Rezension (3/5*) zu Stella Maris von Cormac McCarthy

Naibenak

Bekanntes Mitglied
2. August 2021
1.208
5.302
49
Buchinformationen und Rezensionen zu Stella Maris von Cormac McCarthy
Kaufen >
Großes Kino, aber sehr anstrengend

Eine junge Frau, Alicia, 20 Jahre alt, weist sich zu Beginn der 1970er Jahre wiederholt selbst ein. Diesmal erneut in die Psychiatrie "Stella Maris" in Wisconsin, wo sie einige Patient/innen wiedersehen möchte. Aufgrund von anhaltenden Halluzinationen und insbesondere, weil eine Selbstmordgefährdung diagnostiziert wird, bekommt sie psychotherapeutische Gespräche. Diese Sitzungen mit Dr. Cohen werden aufgezeichnet. Wir als Leser/innen sitzen quasi nun vor dem Aufnahmegerät und hören uns die Sitzungen an - so macht es jedenfalls den Eindruck, denn der gesamte Roman ist als ein einziger Dialog aufgebaut, in sieben Sitzungen mit Alicia und dem Arzt.

In diesen großartig aufgebauten Gesprächen kommen wir der Patientin näher. Die hochbegabte Mathematikerin berichtet über die Erscheinungen, sie erzählt von ihrer -aufgrund ihrer Hochbegabung- schwierigen Kindheit, von den Eltern, der Großmutter und dem Bruder. Ganz besonders oft verfällt sie aber auch in ausschweifende Monologe über ihr liebstes Thema: die Mathematik. Aber auch über physikalische und philosophische Themen gibt es seitenlange Diskurse, über Wahrnehmung und Realität beispielsweise. Und da gerate ich mit meinem Verständnis an meine geistigen Grenzen. Leider sind diese Themen so hochkomplex, dass ich -ebenso wie der Arzt im übrigen- überfordert bin. Das (Weiter-)Lesen ist mir streckenweise sehr schwer gefallen.

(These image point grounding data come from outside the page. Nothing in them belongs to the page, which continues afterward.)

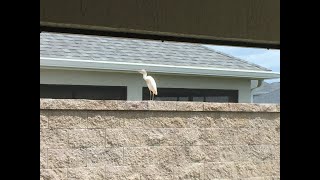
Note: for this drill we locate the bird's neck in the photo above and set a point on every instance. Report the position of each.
(145, 76)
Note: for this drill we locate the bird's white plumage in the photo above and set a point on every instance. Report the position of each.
(151, 83)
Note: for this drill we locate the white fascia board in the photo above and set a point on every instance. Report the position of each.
(61, 63)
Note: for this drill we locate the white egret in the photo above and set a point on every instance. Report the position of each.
(151, 83)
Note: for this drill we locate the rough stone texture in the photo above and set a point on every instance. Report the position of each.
(53, 174)
(89, 173)
(104, 156)
(81, 138)
(104, 119)
(67, 119)
(53, 138)
(189, 106)
(162, 105)
(43, 158)
(81, 104)
(149, 140)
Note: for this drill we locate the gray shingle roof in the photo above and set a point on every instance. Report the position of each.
(87, 47)
(267, 93)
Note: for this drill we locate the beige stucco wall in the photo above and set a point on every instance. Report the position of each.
(88, 139)
(134, 81)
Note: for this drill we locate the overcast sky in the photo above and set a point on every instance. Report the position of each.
(263, 57)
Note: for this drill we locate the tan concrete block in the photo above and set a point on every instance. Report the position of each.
(67, 119)
(260, 153)
(219, 170)
(62, 158)
(77, 157)
(269, 168)
(167, 120)
(189, 171)
(44, 119)
(235, 153)
(53, 138)
(43, 158)
(209, 136)
(162, 105)
(152, 172)
(169, 137)
(122, 173)
(139, 155)
(189, 106)
(247, 169)
(104, 119)
(53, 174)
(81, 138)
(90, 173)
(58, 158)
(195, 154)
(104, 156)
(253, 136)
(134, 120)
(201, 119)
(233, 119)
(212, 153)
(171, 155)
(189, 137)
(132, 105)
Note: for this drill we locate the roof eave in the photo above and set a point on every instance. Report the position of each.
(60, 63)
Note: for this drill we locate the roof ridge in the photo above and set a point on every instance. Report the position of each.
(238, 59)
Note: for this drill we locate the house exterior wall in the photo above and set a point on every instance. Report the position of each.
(90, 139)
(134, 81)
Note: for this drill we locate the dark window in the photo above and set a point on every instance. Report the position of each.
(83, 92)
(200, 95)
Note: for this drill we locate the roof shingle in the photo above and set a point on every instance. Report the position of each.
(88, 47)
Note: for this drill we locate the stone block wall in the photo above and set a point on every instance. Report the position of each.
(87, 139)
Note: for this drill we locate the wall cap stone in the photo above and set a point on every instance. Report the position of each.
(84, 104)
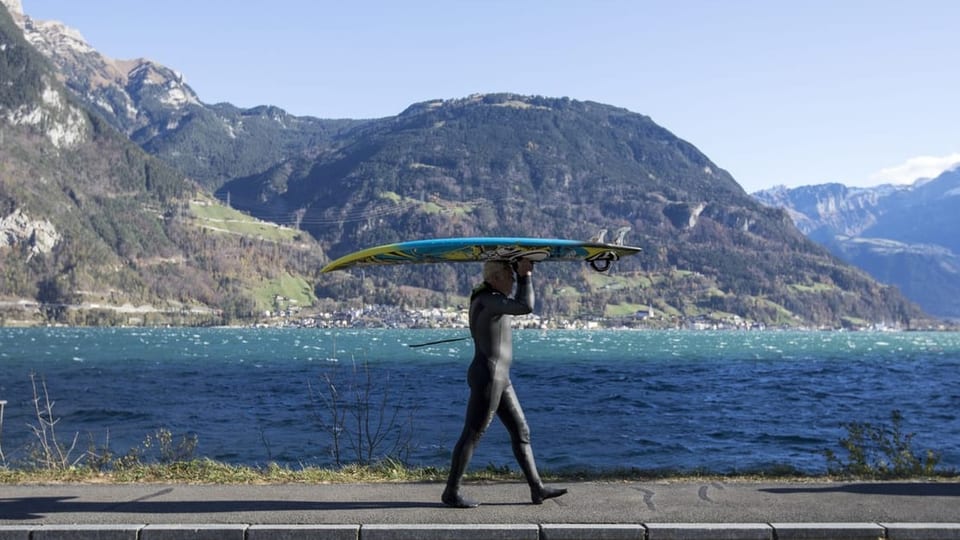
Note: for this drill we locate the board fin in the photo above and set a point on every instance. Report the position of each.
(621, 236)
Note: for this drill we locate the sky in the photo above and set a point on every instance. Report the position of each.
(775, 92)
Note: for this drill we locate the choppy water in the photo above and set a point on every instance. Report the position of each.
(720, 401)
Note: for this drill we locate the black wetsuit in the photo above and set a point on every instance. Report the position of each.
(491, 391)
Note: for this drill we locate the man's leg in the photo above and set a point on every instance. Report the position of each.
(512, 417)
(480, 412)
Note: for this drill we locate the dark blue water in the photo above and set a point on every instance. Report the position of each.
(715, 401)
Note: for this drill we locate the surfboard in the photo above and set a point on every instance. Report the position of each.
(600, 255)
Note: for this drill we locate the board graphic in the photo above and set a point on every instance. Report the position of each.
(447, 250)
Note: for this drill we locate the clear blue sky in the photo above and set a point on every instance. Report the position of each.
(775, 92)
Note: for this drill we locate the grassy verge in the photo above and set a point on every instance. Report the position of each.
(204, 471)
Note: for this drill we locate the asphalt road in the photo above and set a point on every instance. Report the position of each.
(688, 501)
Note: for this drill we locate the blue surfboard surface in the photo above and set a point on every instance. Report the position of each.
(478, 249)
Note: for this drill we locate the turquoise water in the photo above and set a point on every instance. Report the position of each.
(720, 401)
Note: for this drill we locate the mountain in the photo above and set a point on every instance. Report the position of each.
(93, 230)
(504, 164)
(157, 109)
(483, 165)
(902, 235)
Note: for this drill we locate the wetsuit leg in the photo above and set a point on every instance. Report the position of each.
(511, 414)
(481, 406)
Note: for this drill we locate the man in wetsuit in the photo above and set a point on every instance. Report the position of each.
(489, 378)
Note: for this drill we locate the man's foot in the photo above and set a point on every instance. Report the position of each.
(538, 495)
(454, 500)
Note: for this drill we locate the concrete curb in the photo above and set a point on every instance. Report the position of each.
(523, 531)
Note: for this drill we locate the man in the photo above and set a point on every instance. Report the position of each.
(489, 378)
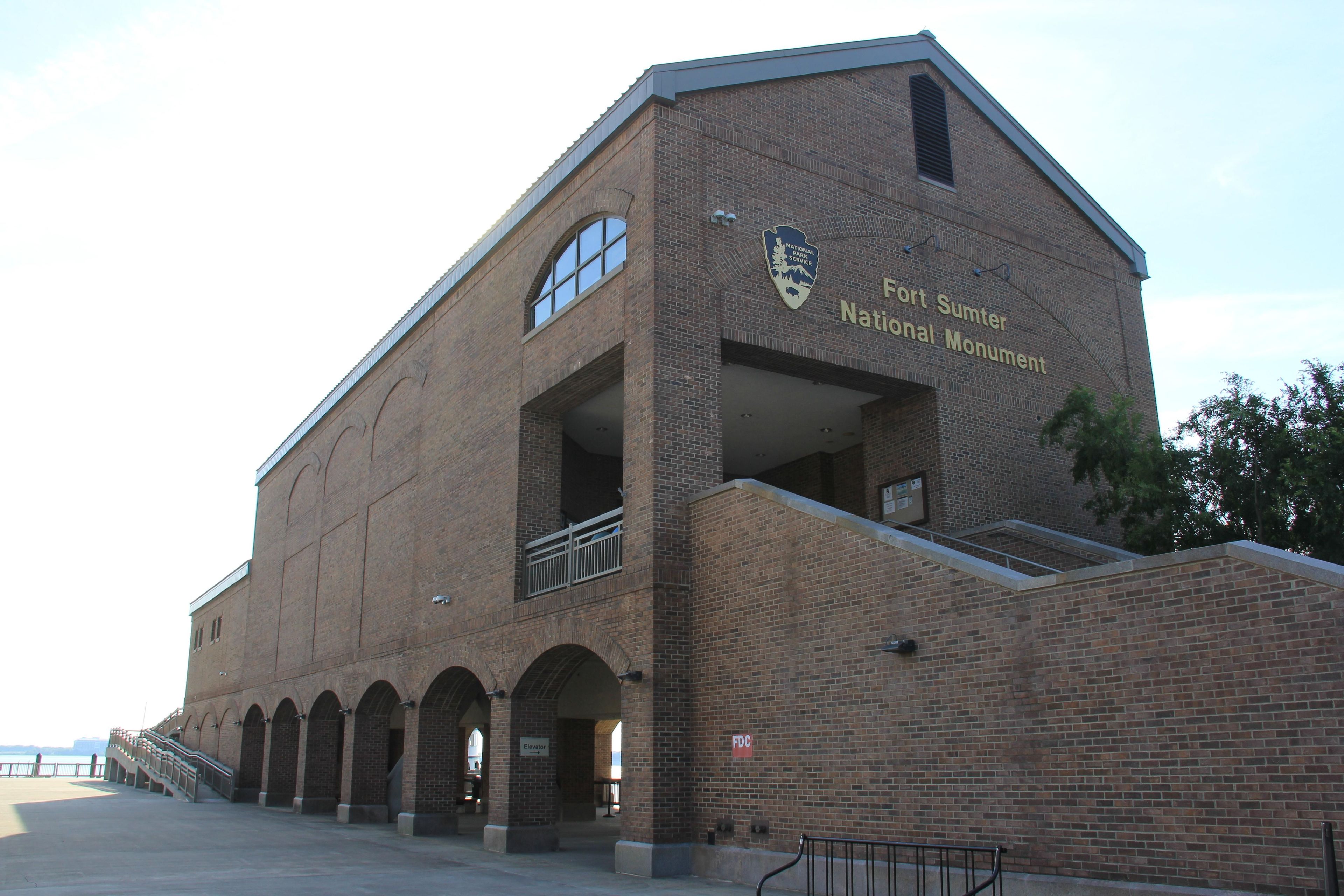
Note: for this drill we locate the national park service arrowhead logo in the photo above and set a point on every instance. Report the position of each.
(792, 262)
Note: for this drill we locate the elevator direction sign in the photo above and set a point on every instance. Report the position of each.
(534, 746)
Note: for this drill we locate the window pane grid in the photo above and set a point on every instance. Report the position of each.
(595, 252)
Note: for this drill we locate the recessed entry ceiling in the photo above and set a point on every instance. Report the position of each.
(598, 422)
(771, 420)
(768, 420)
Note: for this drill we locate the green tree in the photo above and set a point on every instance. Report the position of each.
(1240, 467)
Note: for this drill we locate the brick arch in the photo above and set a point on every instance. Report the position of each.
(568, 632)
(312, 468)
(344, 457)
(283, 770)
(552, 237)
(906, 232)
(209, 739)
(328, 683)
(252, 747)
(406, 369)
(378, 699)
(229, 735)
(463, 656)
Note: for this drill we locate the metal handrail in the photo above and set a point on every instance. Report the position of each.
(881, 860)
(35, 769)
(576, 554)
(164, 765)
(933, 535)
(217, 776)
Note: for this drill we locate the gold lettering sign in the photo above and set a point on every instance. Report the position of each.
(963, 340)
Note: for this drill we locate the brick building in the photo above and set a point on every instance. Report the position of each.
(679, 444)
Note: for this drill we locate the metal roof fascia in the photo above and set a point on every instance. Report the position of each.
(216, 590)
(666, 83)
(726, 72)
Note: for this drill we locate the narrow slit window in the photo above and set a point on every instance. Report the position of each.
(593, 253)
(933, 144)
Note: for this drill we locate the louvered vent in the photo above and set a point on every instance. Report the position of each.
(933, 147)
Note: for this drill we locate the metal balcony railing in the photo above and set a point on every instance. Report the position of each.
(576, 554)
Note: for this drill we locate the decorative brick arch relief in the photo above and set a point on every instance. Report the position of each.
(906, 232)
(456, 656)
(566, 632)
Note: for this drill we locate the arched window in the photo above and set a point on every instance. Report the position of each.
(595, 252)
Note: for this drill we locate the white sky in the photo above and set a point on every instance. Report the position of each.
(209, 213)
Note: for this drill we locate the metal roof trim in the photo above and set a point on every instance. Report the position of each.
(216, 590)
(666, 83)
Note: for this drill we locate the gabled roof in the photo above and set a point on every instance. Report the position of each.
(219, 588)
(666, 83)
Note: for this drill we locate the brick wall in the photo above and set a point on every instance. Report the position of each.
(429, 476)
(1148, 727)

Bei alledem wird aber eines mehr als deutlich: es lebt sich nicht unbedingt gut mit einem nimmermüden, hochintelligenten Kopf. Als Frau unter fast ausschließlich Männern zur damaligen Zeit. Es ist schwer sich im "normalen" Leben zu arrangieren und Gleichgesinnte zu finden. Alicia verzweifelt an so vielem und ist am Ende lebensmüde. Tragisch.

Die letzten Sätze erst haben mich im Nachhinein den Sinn/ das Ziel des Romanes erkennen lassen. Ich bin durchaus beeindruckt. Ein absolut toll konstruiertes, sprachlich besonderes Werk. Aufgrund der genannten komplexen Monologe über hochwissenschaftliche Themen, die kaum jemand verstehen wird und die m.M.n. sicherlich etwas kürzer hätten ausfallen können, muss ich aber Punkte abziehen. Es hat meinen Lesegenuss sehr geschmälert.

Dennoch: nicht übel, was McCarthy im so hohen Alter hier geschaffen hat! Hut ab!